One Response to Crisis Postponed

  1. Björn Hallberg skriver:

    I have to be the pessimist though and point out a few things. It’s a dicey situation with countless factors but the major ones will undoubtedly decide the outcome and those are possible to approximate.

    First something about the ”carrot”, the WTO. Many people are sceptical towards its practises for good reason. I’m not its biggest supporter either. WTO probably has its advantages, mostly for corporations and richer countries. Even though we’re constantly being fed the idea that the WTO, the IMF, World Bank and other institutions are doing everything in their power to help it’s not always so. It’s a classic Orwellian propaganda trick to claim the opposite of what is true. And surprisingly often you get away with it.
    For a country like Iran which is a traditional rural-based society and a semi-industrialized country all at once, the benefits are difficult to assert. But not being in the WTO is effectively like being under an embargo. So it’s a forceful transition that can best be described like a ”pest or cholera” choice. Being on the team is probably still the lesser of two evils, at least for the industrial part of the country.

    It is positive to see Europe take a more active role. Mostly so because it’s the right thing to do. And because we can’t allow the US to run world affairs on our behalf. There shouldn’t be just one international authority made up of one will, just like national politics shouldn’t be run by one man alone.
    It also dispels the notion, perpetrated by the US, that we don’t help and never get involved. And when we do, it’s for the wrong reasons, or so they say. It would have been amusing if the consequences weren’t so dire for the rest of the world.

    Having said that, the US will obviously never leave Iran alone. Nuclear weapons or not. The reasoning behind this being simple. Iran just doesn’t play ball. It’s a bit like the comic book ”Asterix” where the entire European continent is occupied by Roman legions, well except for that little piece of Gaul that is. And such is the situation in the middle east at the moment. Except for Iran, every other state is either cooperative, friendly or even allied. Most have a US military presence even if it’s not something they advertise.
    And this is where we get to oil and gas I suppose. Not that it’s ever as simple as my critics would like to believe that I believe. As for access to Iran’s natural resources the US could do without them for a long time. But as it stands, Iran endangers any project undertaken by the US in the region. Pipelines from neighbouring countries can’t be built or defended as long as Iran is smack in the middle of things. Iran is after all relatively powerful and well functioning. Also, Israel’s safety can’t be guaranteed even though they obviously brought much of the future misery upon themselves. Iraq can’t be controlled. Neighbouring countries could ally with the local power of Iran and dismiss the US. And geo-politically, if you don’t control Iran, you can’t move on. The stepping stone power politics of imperialism will grind to a halt.

    Historically, take a look at Mossadeq and later the Shah. US involvement in this affair is pretty transparent. Ask yourselves why the US went to all this trouble then, and why it will do so again.
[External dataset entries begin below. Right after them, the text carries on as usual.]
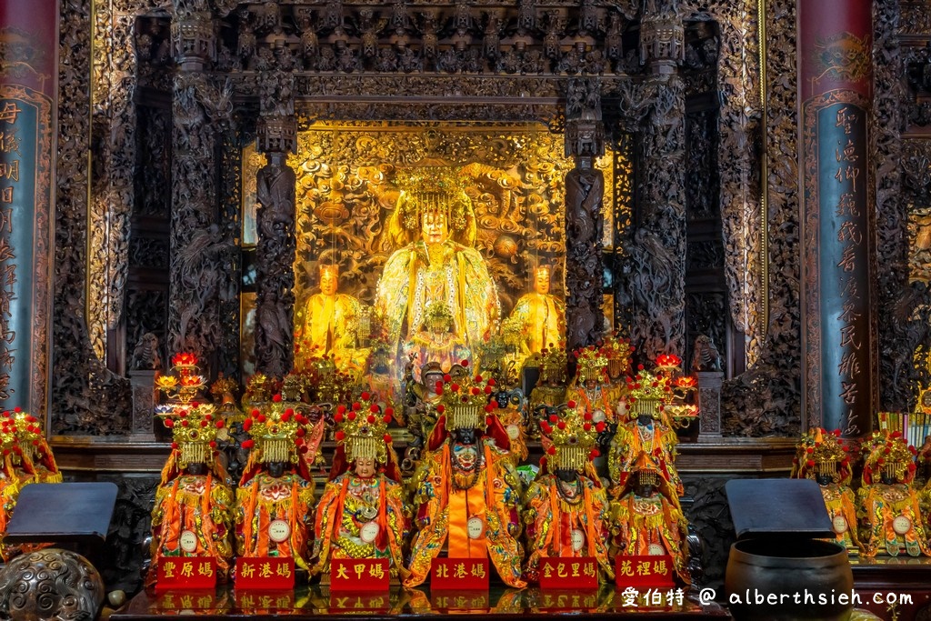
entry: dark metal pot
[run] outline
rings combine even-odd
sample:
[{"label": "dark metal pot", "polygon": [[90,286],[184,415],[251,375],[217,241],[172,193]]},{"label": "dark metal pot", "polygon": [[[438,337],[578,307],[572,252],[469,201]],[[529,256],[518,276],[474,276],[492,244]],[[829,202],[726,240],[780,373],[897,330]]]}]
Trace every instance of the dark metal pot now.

    I must say I sympathize with Iran. Essentially they are guilty until proven innocent, which is more than you could say for a certain other country in the region. A country that has NBC capability, or non-conventional weapons if you will (but don’t use the w-word), and can’t bring themselves to admit it. Now that is some double standard.

    Btw. Nice of the US (and Iran to some extent) to effectively torpedo the NPT talks. And calling it a success still. Orwellian.